In summary, the Boyer-Moore algorithm provides a significant advancement over simpler string searching methods by incorporating right-to-left comparison and powerful shift heuristics. Its practical efficiency and the existence of linear-time variations like Apostolico-Giancarlo solidify its place as a fundamental algorithm in computer science, widely applicable in areas such as text editors, search engines, bioinformatics, and network security, where efficient string matching is crucial.

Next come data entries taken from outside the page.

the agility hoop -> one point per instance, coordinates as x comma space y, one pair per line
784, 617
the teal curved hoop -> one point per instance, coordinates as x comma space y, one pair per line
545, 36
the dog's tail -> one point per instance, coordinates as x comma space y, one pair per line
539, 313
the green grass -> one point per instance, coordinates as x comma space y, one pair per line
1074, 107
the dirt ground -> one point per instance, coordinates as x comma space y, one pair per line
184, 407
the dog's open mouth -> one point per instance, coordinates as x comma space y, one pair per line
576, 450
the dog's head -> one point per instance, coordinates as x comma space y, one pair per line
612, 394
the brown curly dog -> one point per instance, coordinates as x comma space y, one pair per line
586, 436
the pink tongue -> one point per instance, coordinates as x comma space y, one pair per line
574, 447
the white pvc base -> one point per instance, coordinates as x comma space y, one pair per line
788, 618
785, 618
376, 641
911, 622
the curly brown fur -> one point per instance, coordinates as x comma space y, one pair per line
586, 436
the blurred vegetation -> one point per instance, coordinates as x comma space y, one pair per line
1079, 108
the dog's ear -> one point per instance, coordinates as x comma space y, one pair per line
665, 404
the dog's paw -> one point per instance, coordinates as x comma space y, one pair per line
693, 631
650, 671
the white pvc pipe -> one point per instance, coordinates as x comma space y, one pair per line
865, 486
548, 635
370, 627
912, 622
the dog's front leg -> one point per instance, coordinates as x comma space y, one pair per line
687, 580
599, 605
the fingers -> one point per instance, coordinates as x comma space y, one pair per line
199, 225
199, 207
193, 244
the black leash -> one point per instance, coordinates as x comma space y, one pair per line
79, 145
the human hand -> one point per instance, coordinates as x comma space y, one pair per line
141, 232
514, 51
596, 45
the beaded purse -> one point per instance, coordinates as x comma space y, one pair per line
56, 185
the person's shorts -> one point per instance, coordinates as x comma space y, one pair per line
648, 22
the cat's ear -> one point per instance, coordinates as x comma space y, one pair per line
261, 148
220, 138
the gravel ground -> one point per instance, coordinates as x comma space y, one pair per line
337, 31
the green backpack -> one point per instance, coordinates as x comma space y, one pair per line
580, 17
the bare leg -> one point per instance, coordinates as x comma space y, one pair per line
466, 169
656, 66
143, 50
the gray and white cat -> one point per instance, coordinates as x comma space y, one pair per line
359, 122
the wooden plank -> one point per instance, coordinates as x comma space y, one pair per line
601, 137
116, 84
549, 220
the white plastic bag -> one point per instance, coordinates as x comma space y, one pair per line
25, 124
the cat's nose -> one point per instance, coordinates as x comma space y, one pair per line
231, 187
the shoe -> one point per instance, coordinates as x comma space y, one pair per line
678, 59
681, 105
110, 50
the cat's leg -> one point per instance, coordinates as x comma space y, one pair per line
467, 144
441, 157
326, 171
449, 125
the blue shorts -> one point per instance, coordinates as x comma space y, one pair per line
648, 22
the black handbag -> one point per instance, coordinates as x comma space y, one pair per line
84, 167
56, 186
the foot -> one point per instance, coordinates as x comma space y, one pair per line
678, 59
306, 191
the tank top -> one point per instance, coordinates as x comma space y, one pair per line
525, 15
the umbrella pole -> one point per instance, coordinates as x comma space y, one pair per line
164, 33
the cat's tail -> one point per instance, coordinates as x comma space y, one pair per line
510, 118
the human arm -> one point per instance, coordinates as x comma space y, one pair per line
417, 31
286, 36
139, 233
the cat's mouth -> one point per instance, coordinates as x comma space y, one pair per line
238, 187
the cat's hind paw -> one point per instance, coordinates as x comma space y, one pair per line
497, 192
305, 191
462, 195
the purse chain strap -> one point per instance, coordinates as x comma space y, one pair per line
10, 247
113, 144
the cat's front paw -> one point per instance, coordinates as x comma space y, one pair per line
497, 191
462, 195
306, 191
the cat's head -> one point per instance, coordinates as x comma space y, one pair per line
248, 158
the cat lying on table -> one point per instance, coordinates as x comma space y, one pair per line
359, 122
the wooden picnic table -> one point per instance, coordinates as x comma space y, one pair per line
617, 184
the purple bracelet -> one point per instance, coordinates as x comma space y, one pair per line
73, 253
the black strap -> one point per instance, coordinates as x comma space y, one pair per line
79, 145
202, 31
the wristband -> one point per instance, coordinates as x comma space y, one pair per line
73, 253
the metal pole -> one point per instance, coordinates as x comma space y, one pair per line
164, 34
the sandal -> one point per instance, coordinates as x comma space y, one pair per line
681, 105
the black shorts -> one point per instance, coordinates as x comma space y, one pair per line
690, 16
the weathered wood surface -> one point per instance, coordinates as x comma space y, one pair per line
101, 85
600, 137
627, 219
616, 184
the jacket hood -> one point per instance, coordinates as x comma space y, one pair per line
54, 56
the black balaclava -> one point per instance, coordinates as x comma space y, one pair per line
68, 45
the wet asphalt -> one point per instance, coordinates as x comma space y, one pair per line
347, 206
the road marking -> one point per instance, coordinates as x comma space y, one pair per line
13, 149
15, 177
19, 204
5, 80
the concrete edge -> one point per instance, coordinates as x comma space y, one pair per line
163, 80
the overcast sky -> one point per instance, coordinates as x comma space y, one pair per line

Further thinking: Consider how the choice of alphabet size and pattern characteristics affects the performance of the Boyer-Moore algorithm. How would the algorithm perform with a very small alphabet versus a large alphabet? What types of patterns are best and worst-case scenarios for Boyer-Moore?

Exercises

  1. Consider the text \(T= \text{ABABABCBAB}\) and pattern \(P= \text{ABC}\). Manually trace the Boyer-Moore algorithm using only the Bad Character Rule to find occurrences of \(P\) in \(T\). Show the shifts and comparisons.

  2. Precompute the Bad Character Rule table for the pattern \(P= \text{banana}\) using the English alphabet.

  3. Explain in your own words the advantages of right-to-left comparison in the Boyer-Moore algorithm.

  4. Research and briefly describe the Apostolico-Giancarlo algorithm and how it achieves linear time complexity for string searching.

  5. Consider the pattern \(P= \text{ABAB}\) and text \(T= \text{ABABABAB}\). Analyze the performance of the Boyer-Moore algorithm (using both BCR and GSR conceptually) in this case. Are the shifts generally large or small?